BOOM: San Fran home prices record high, Two-thirds would struggle to cover $1,000 emergency

With high demand and a tight market, Bay Area housing prices continue to soar, setting record highs in April in Santa Clara and Alameda counties.
The median price of a single-family home in Santa Clara County hit seven figures for the first time last month: $1 million on the button. Prices grew even dizzier in San Mateo County, where the $1.2 million average matched the previous record, set in May 2015.
The East Bay also saw a run-up in prices, with the median Alameda County home reaching $750,000, up more than 10 percent from the previous month. Tugged upward by prices in Walnut Creek and other high-end areas, the median Contra Costa County price grew to $525,000, its steepest in seven years, according to new housing figures released Wednesday.
“We just don’t have a market under $700,000 in Walnut Creek,” said Alain Pinel agent Margaret Garber-Teeter. “And even at $700,000, you’re going to be in second-tier schools. So there’s still an affordability problem for young families, unless their parents help them, and a lot of young families get help.”
US Home Ownership – Massive Downtrend

source: tradingeconomics.com
http://www.tradingeconomics.com/united-states/home-ownership-rate
Poll: Two-thirds of US would struggle to cover $1,000 crisis
NEW YORK (AP) — Two-thirds of Americans would have difficulty coming up with the money to cover a $1,000 emergency, according to an exclusive poll released Thursday, a signal that despite years of recovery from the Great Recession, Americans’ financial conditions remain precarious as ever.
These financial difficulties span all income levels, according to the poll conducted by The Associated Press-NORC Center for Public Affairs Research.
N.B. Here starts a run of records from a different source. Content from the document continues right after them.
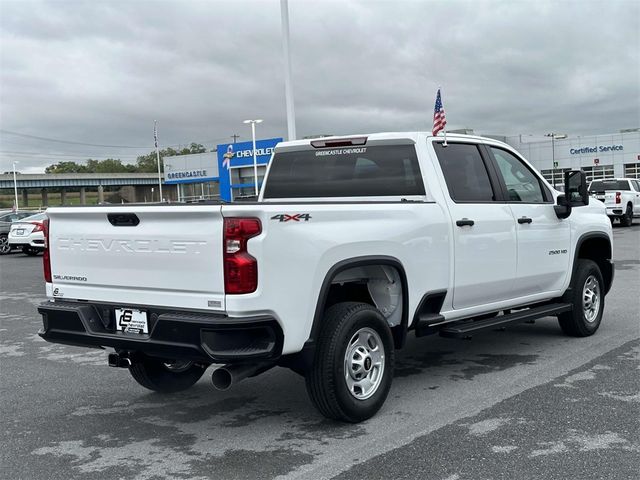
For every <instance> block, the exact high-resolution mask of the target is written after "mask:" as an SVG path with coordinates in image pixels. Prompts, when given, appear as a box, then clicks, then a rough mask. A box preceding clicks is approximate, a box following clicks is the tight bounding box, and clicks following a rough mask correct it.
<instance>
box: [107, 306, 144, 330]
mask: <svg viewBox="0 0 640 480" xmlns="http://www.w3.org/2000/svg"><path fill="white" fill-rule="evenodd" d="M115 313H116V330H119V331H122V332H126V333H149V323H148V322H147V312H143V311H142V310H135V309H133V308H116V310H115Z"/></svg>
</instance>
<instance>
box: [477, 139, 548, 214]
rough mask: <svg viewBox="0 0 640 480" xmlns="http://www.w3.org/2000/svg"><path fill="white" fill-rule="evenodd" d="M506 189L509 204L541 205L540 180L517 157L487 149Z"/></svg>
mask: <svg viewBox="0 0 640 480" xmlns="http://www.w3.org/2000/svg"><path fill="white" fill-rule="evenodd" d="M489 148H490V150H491V153H493V157H494V158H495V159H496V164H497V165H498V170H499V171H500V173H501V174H502V178H503V180H504V183H505V186H506V188H507V195H508V197H507V200H508V201H509V202H522V203H543V202H544V201H545V194H544V190H543V188H542V184H541V182H540V178H538V177H537V176H536V174H535V173H533V171H531V169H530V168H529V167H528V166H527V165H526V164H525V163H524V162H523V161H522V160H520V159H519V158H518V157H516V156H515V155H513V154H512V153H511V152H508V151H506V150H503V149H501V148H496V147H489Z"/></svg>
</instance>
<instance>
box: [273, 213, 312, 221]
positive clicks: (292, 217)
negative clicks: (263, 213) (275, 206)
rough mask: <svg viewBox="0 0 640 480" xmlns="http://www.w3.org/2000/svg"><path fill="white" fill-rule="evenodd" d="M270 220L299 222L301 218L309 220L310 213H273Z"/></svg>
mask: <svg viewBox="0 0 640 480" xmlns="http://www.w3.org/2000/svg"><path fill="white" fill-rule="evenodd" d="M271 220H278V221H280V222H290V221H294V222H299V221H301V220H304V221H305V222H308V221H309V220H311V215H309V214H308V213H294V214H292V215H290V214H288V213H281V214H280V215H274V216H273V217H271Z"/></svg>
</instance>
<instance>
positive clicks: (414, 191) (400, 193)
mask: <svg viewBox="0 0 640 480" xmlns="http://www.w3.org/2000/svg"><path fill="white" fill-rule="evenodd" d="M272 162H273V164H272V165H271V169H270V170H269V178H268V179H267V182H266V184H265V190H264V198H305V197H306V198H313V197H378V196H403V195H407V196H408V195H424V194H425V191H424V184H423V182H422V177H421V175H420V167H419V166H418V158H417V156H416V150H415V147H414V146H413V145H381V146H362V147H346V148H333V149H330V148H328V149H327V148H323V149H318V150H303V151H298V152H281V153H276V154H275V156H274V158H273V160H272Z"/></svg>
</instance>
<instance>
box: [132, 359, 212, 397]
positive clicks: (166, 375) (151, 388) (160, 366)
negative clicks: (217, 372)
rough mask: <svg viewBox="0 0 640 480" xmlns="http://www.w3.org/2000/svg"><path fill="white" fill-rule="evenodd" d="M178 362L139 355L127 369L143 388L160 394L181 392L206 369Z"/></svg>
mask: <svg viewBox="0 0 640 480" xmlns="http://www.w3.org/2000/svg"><path fill="white" fill-rule="evenodd" d="M180 363H184V365H181V366H180V367H179V368H178V362H174V361H170V360H161V359H157V358H152V357H147V356H146V355H139V356H138V357H137V358H135V362H134V363H133V364H132V365H131V367H129V372H130V373H131V376H132V377H133V378H134V379H135V381H136V382H138V383H139V384H140V385H142V386H143V387H144V388H148V389H149V390H153V391H154V392H160V393H174V392H181V391H182V390H186V389H188V388H190V387H192V386H193V385H194V384H195V383H196V382H197V381H198V380H200V377H202V374H203V373H204V371H205V370H206V369H207V366H206V365H199V364H195V363H192V362H180Z"/></svg>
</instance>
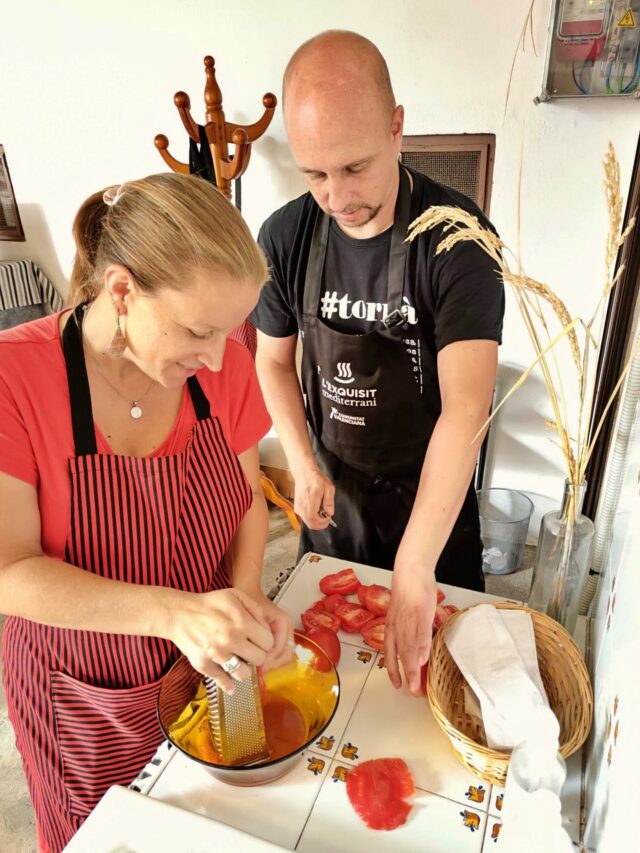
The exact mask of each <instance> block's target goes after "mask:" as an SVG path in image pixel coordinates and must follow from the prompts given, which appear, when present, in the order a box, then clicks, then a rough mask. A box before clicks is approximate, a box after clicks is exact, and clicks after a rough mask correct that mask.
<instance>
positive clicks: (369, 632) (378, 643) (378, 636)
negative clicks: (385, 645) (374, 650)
mask: <svg viewBox="0 0 640 853" xmlns="http://www.w3.org/2000/svg"><path fill="white" fill-rule="evenodd" d="M384 625H385V617H384V616H378V618H377V619H372V620H371V622H368V623H367V624H366V625H365V626H364V628H363V629H362V639H363V640H364V641H365V643H366V644H367V645H368V646H371V648H372V649H376V650H377V651H379V652H381V651H382V650H383V649H384Z"/></svg>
Seventy-five percent of people in households making less than $50,000 a year would have difficulty coming up with $1,000 to cover an unexpected bill. But when income rose to between $50,000 and $100,000, the difficulty decreased only modestly to 67 percent.
Even for the country’s wealthiest 20 percent — households making more than $100,000 a year — 38 percent say they would have at least some difficulty coming up with $1,000.
“The more we learn about the balance sheets of Americans, it becomes quite alarming,” said Caroline Ratcliffe, a senior fellow at the Urban Institute focusing on poverty and emergency savings issues.
Harry Spangle is one of those Americans. A 66-year-old former electrician from New Jersey, Spangle said he thought he would always have a job and “lived for today” but lost his job before the downturn. He said he would have to borrow from friends or family in order to cover an unexpected $1,000 expense.